Analyse du Supplément :
Une utopie critique :
Inspirée par le Voyage autour du monde (1771) de Louis Antoine de Bougainville, l’œuvre de Diderot participe du «mirage océanien» qui fit voir en Tahiti la nouvelle Cythère. Mais elle n’a rien d’un divertissement exotique ou grivois ; l’utopie tahitienne permet à l’auteur, comme l’indique le sous-titre, de mettre en cause le lien qu’établissent nos sociétés chrétiennes entre relations sexuelles et moralité.
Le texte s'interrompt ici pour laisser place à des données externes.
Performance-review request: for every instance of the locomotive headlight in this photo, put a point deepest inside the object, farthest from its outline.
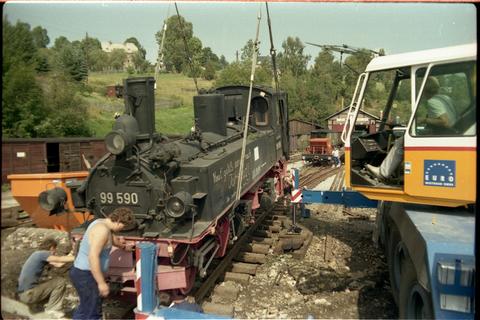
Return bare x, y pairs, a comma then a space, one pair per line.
53, 200
123, 135
116, 141
179, 204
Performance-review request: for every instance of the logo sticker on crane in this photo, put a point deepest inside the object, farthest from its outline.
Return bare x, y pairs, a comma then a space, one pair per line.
296, 192
439, 173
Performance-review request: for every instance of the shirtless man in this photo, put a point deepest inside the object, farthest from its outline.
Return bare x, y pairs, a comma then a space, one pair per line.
30, 291
91, 263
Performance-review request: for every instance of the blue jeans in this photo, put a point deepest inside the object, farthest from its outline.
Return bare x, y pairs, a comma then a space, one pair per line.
90, 306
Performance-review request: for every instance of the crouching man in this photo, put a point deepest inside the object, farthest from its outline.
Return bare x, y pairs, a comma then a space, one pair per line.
92, 261
30, 291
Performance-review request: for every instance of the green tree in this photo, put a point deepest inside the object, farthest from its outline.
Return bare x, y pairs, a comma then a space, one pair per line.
22, 105
209, 72
292, 57
141, 49
175, 58
223, 62
40, 37
63, 94
98, 60
72, 61
42, 60
117, 59
238, 73
60, 42
18, 45
247, 51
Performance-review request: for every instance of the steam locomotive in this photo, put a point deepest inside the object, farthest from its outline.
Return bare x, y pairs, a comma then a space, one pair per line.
183, 191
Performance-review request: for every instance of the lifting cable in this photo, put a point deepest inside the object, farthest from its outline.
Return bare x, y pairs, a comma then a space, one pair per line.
187, 52
160, 56
273, 52
247, 114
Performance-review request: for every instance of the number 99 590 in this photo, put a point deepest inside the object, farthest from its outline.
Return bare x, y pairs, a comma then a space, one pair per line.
118, 198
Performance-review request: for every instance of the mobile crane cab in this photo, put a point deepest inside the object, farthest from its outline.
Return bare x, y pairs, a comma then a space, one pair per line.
421, 167
439, 161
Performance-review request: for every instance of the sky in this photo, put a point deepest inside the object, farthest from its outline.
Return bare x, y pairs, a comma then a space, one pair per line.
226, 27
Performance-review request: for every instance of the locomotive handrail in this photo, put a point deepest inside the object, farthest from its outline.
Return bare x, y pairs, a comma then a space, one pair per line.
247, 113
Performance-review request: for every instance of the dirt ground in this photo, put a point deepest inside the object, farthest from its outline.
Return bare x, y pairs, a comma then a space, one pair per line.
342, 275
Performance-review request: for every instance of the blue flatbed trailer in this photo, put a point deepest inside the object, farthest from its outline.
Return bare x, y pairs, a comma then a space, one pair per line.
434, 244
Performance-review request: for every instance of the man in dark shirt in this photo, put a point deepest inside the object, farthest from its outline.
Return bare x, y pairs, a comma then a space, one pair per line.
30, 291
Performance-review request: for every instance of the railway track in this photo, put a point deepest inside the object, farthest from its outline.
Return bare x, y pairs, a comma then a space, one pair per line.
271, 234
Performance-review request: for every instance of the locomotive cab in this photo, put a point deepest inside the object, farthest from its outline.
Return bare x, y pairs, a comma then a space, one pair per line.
424, 150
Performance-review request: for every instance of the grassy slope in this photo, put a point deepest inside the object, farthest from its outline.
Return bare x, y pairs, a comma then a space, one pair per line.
173, 102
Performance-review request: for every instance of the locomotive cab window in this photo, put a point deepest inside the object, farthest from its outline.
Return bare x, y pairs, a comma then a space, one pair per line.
388, 96
260, 111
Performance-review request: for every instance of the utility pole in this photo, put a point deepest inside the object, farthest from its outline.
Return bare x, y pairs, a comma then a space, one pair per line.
86, 54
343, 48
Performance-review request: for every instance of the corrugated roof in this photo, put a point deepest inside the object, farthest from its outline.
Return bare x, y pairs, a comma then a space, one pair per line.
346, 108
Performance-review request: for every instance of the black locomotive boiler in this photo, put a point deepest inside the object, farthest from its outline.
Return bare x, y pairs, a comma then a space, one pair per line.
183, 191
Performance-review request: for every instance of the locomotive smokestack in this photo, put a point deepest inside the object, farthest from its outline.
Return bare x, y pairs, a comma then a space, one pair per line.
140, 103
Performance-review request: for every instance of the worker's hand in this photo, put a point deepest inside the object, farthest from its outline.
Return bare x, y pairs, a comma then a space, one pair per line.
421, 120
103, 289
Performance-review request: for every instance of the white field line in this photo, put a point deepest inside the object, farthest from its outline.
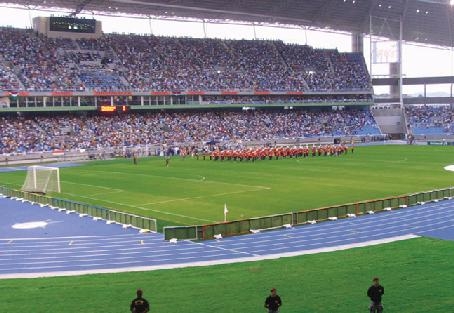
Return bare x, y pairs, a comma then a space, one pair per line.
94, 186
210, 263
203, 197
140, 207
190, 179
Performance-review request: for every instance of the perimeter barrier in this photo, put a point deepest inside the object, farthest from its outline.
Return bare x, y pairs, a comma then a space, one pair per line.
143, 223
237, 227
252, 225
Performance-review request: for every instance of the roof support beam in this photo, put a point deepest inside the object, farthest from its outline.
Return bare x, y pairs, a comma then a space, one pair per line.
80, 7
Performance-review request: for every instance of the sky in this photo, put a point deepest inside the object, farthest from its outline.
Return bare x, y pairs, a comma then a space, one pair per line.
418, 60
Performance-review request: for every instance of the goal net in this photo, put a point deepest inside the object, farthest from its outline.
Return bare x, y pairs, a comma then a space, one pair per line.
42, 179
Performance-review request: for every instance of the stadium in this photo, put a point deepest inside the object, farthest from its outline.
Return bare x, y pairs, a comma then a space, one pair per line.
206, 152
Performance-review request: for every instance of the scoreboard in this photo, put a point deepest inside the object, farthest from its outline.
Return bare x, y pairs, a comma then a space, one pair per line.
108, 109
72, 24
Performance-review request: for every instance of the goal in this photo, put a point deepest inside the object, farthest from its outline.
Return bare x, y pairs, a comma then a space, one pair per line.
42, 179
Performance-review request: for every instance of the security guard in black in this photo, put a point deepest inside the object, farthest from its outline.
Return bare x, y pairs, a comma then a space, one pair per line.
139, 304
273, 302
375, 292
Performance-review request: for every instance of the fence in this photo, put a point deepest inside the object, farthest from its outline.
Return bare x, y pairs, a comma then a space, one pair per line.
84, 208
231, 228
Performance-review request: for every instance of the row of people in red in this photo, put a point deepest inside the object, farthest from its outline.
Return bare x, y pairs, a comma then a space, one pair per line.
278, 152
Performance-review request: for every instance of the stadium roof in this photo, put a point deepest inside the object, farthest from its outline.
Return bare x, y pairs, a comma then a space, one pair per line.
424, 21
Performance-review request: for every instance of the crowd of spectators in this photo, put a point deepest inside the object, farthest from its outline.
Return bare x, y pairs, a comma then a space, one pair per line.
285, 99
175, 64
39, 133
430, 119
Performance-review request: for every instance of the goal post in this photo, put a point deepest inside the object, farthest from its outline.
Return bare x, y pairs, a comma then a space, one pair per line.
42, 179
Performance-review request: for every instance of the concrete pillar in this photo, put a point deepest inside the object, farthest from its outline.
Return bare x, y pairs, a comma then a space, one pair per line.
357, 42
394, 71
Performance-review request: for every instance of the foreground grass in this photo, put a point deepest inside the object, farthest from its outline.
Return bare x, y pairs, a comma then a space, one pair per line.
194, 192
417, 275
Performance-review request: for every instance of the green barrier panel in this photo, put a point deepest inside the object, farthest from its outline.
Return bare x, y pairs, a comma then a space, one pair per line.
369, 206
427, 196
244, 226
333, 211
180, 232
302, 217
208, 231
351, 208
342, 211
232, 228
361, 207
287, 219
378, 205
322, 214
412, 199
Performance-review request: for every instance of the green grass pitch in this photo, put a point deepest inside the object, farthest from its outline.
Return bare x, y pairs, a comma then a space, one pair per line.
417, 274
190, 191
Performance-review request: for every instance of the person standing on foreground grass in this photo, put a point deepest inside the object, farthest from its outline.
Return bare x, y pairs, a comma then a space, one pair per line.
273, 302
374, 293
139, 304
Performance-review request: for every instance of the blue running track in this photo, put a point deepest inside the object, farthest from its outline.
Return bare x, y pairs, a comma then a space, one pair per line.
64, 243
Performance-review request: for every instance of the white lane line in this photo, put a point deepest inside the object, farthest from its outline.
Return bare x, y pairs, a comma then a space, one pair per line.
203, 263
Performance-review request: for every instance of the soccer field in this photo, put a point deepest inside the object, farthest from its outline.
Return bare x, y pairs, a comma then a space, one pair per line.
193, 191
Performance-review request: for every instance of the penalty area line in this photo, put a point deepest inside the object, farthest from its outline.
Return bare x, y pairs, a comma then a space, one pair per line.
202, 197
141, 208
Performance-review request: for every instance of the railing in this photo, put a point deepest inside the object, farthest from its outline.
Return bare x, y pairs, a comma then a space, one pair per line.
140, 222
232, 228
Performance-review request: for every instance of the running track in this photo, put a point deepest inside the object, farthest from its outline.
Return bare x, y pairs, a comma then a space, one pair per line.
73, 245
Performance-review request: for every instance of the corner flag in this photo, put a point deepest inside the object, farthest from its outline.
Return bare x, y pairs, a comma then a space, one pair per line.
225, 212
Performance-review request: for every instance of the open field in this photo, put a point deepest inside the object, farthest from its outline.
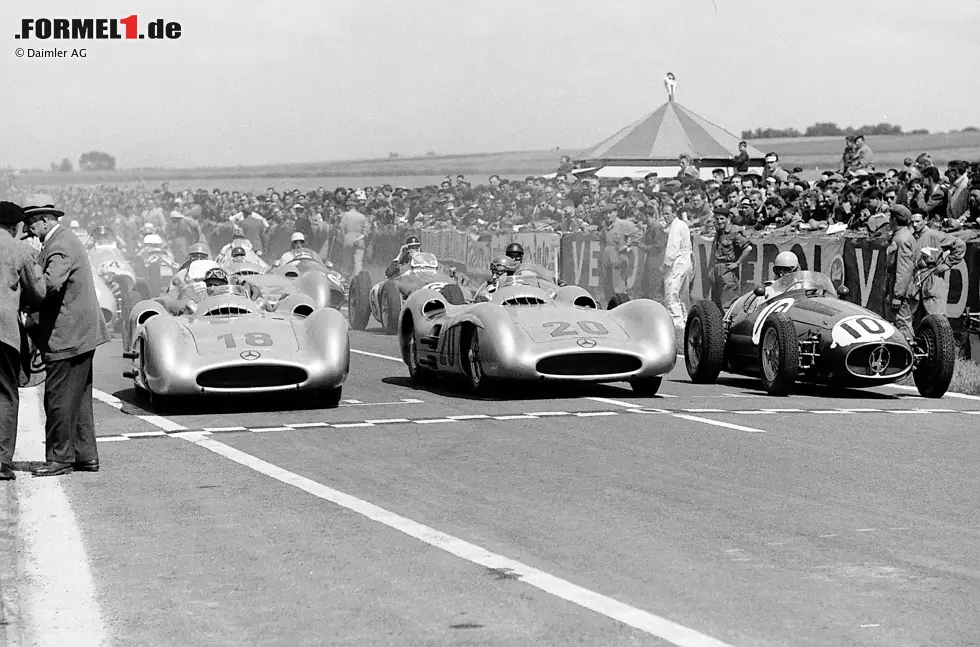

À ce titre, le Supplément ne se conçoit pas sans Ceci n’est pas un conte et Madame de La Carlière qui, portant sur la morale sexuelle, forment avec lui un triptyque. Les amours désastreuses autant que policées des personnages de ces contes, cités à la fin du Supplément, servent de prélude à l’évocation de la sexualité libre et heureuse des sauvages tahitiens, qui illustre la conciliation possible entre l’amour et les mœurs. La réflexion morale débouche ainsi, dans cette œuvre que l’on a parfois considérée comme l’expression de la pensée ultime de Diderot, sur une théorie politique, fondée sur l’accord entre les lois et la nature. Les mauvaises mœurs ne sont pour Diderot que l’effet d’une mauvaise législation : en bridant les appétits naturels, les codes religieux et civil ont, dans l’Europe vieillissante, corrompu les mœurs. La jeune société tahitienne, elle, a atteint ce point d’équilibre qui la situe à mi-chemin entre les rigueurs du primitivisme et la dégénérescence qui guette toute civilisation. On aurait tort, pourtant, de voir avec Vauxcelles dans le Supplément une «sans-culotterie» ; la «conclusion» du texte n’a rien de révolutionnaire, qui édicte : «Nous parlerons contre les lois insensées jusqu’à ce qu’on les réforme, et en attendant nous nous y soumettrons.»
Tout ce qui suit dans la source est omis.